这还让她以后怎么回仙界?不行,决不能让他得逞。

云宓颤抖着催动灵力,还未掐诀便被他轻松攫住手腕高高举过头顶,俊美的脸庞逐渐占据她所有视线,如萤石幽深的紫眸里只剩下她惊慌的模样。

魅惑的紫眸眨了眨,好似有魔力般瞬间让云宓卸了力气,连视线也变得模糊起来。

呼吸再度被他夺去。

不同于方才泄愤般四处乱撞,这次,祁天祝明显温柔许多,只沿着唇线细细描摹了会儿便偏头吻向脸颊,后颈忽地传来一阵微痒,与云宓先前抠他手心时的频率一模一样。

微小的电流顺着后颈浸入四肢百骸,云宓无力地握起拳头,狠狠咬下舌尖,轻笑道:“魔尊学得真快,可惜,我对纯情大男孩没兴趣。”

努力学着她招式撩拨祁天祝动作一顿,缓缓抬头盯着她,一言不发。

“你看着我做什么?我又没说错,是你自己早就承认了。”

云宓指着他通红的俊脸,全力稳住气息,平静道:“不信你自己摸摸脸,看是不是红得发烫。”

祁天祝还是没说话,唯有紫眸的颜色愈发幽深。

云宓被他盯得浑身发毛,抿抿唇连忙小声讨好:“魔尊,魔界还等着您回去主持大局,我一个小仙带着血契难保哪日不会连累您,您还是把它解了吧。”

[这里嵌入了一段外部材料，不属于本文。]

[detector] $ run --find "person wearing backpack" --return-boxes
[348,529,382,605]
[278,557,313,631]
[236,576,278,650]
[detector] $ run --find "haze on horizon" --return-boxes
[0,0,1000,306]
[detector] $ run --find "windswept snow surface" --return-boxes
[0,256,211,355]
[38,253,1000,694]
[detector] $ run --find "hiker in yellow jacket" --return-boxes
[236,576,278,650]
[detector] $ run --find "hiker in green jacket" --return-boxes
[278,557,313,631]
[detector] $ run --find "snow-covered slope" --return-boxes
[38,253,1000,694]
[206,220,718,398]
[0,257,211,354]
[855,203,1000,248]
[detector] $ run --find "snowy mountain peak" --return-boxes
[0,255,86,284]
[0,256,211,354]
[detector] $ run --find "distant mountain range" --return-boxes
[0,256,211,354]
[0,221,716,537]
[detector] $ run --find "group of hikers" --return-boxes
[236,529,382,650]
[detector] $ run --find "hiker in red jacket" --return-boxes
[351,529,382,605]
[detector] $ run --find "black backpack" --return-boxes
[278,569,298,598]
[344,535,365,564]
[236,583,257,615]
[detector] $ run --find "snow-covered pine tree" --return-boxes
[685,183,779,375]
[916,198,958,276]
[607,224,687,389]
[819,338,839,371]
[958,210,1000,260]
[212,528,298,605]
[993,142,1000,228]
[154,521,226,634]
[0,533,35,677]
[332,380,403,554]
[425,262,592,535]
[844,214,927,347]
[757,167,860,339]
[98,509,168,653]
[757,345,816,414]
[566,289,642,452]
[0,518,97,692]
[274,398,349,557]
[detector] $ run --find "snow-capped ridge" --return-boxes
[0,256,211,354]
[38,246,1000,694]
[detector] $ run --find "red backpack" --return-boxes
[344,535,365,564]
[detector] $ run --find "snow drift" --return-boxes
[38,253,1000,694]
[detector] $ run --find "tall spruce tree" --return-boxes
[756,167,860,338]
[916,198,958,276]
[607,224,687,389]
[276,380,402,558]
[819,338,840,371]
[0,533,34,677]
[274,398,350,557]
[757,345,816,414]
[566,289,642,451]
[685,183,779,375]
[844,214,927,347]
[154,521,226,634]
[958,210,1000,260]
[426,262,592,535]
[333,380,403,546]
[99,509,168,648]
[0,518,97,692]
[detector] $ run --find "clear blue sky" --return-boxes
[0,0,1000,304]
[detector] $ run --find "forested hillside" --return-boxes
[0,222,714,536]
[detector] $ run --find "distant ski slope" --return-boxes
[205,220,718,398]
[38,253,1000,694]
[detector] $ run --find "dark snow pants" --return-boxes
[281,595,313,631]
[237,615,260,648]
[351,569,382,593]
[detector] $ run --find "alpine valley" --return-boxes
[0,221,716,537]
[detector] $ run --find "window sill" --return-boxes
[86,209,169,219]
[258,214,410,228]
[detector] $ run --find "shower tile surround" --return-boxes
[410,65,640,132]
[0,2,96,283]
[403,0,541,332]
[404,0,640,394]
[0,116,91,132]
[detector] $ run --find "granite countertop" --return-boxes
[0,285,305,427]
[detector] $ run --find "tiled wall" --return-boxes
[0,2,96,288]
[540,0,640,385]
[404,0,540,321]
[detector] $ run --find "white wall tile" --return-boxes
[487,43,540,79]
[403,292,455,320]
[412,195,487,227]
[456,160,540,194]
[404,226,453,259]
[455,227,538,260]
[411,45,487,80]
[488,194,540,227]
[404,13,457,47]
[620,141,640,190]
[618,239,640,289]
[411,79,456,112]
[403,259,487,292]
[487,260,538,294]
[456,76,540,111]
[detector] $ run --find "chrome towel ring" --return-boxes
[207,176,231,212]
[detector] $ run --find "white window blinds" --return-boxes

“血契?”祁天祝冷笑一声,轻抚上她额间的印记,“这东西是该解开,不过不是现在。”

“什么……”

刺眼的紫光从额间印记迸出,如锁链般紧紧缚住了云宓的四肢,口中未问完的话也一并被他窒息的热吻吞下,青涩又霸道,逃不开分毫。

迷迷糊糊间,一丝魔气涌入云宓神识,很快又消失无踪。

云宓下意识想要逃开,四肢却被他搂得更紧,眼前紫眸中无尽的情yu织成一张大网,密密匝匝渗入她每一寸毛孔,拉着她溺入幽暗,被迫沉沦。

翌日清早,生物钟准时唤醒云宓。

她撑着床铺小心翼翼坐起,身上的酸痛感差点让她惊呼出声,碍于身旁还躺着始作俑者,她深吸了好几口气才勉强咽下痛呼,一点点抽出被他压住的半边身子,下床靠坐在桌案旁抿了口茶歇息。

一盏茶喝完,她总算缓过劲来。

云宓扫了眼地上杂乱的衣物,红着脸施法将一切归位,忽地发现自己胳膊上的红线没了,取而代之的是毫无章法的暧昧红痕,顺着手臂蜿蜒向上最后隐没在里衣领口之中。

昨晚某些荒唐的片段却如潮水般涌现。

“仙子看清楚了,本尊到底行不行!”祁天祝发了狠,攫住她双臂埋首颈间,如野兽般啃噬起来。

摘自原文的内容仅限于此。